After the statistical analysis, the data were trained through various traditional ML models like Decision trees, Random Forest, and Ensemble ML Models such as Adaptive boosting, Gradient boosting, and Extreme gradient boosting.

Evaluation of ML models

Various parameters like Accuracy, Precision, Recall, and F1 score measured the performance of the ML models. The Confusion Matrix was implemented to judge the accuracy along with ROC analysis.

Study outcomes

To achieve our objectives, we conducted an in-depth analysis of the major health complications associated with COVID-19. A comprehensive overview of our findings is presented in Fig.  1 . Our research identified 17 significant health factors, categorized as Physiological and Neurological, which played a pivotal role in our study. Using these factors as a foundation, we conducted surveys with individuals who had recovered from COVID to assess their conditions both before and after their illness. We rigorously subjected this survey data to statistical analysis, unveiling how each of these 17 factors independently influences patients and exploring their interconnections. This marks the accomplishment of our second objective. Subsequently, we proceeded to identify the most effective predictive models for determining the extent of influence exerted by these health factors. Notably, the Decision Tree algorithm exhibited the highest accuracy in predicting anxiety levels, which serves as our ultimate objective. In our final stage, we identified the key features in the post-effect of the best-performing machine learning model. We employed a variety of methods, including feature importance analysis, Gini index, information gain, feature importance permutation, and SHAP value analysis, to uncover these essential insights of important features of post-COVID-19 effects. The primary outcomes of our study are:

Our research focused on analyzing major health complications related to COVID-19 by identifying 17 significant health factors categorized as Physiological and Neurological.

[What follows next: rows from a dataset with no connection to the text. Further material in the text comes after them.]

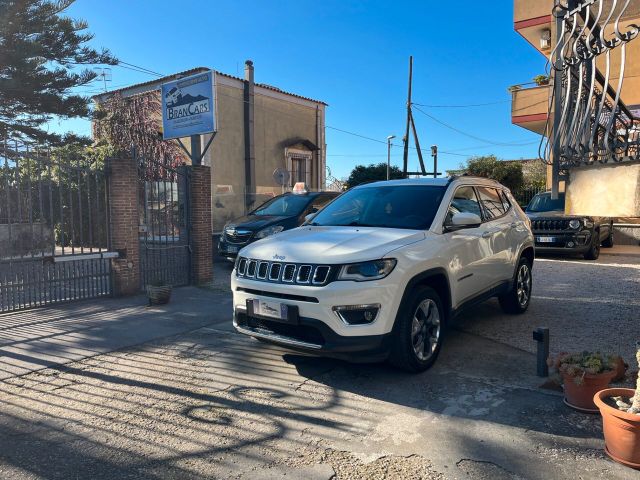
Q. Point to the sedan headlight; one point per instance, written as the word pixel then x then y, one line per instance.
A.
pixel 265 232
pixel 373 270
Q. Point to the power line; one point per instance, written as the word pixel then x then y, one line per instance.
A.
pixel 465 133
pixel 471 105
pixel 120 62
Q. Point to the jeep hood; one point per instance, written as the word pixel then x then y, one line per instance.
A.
pixel 331 245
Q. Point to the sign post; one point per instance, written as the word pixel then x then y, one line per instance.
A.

We conducted surveys with recovered COVID-19 patients to assess the impact of these factors on their health before and after their illness.

We rigorously analyzed the survey data to examining the independent influence of each factor and their interconnections.

We chose the most important feature named Anxiety from the outcome of survey study frequency. Among four ML models, the Decision Tree algorithm demonstrated the highest accuracy in predicting anxiety levels.

In our final stage, we identified key features in the post-effects of the best-performing machine learning model through various methods, providing valuable insights into post-COVID-19 effects.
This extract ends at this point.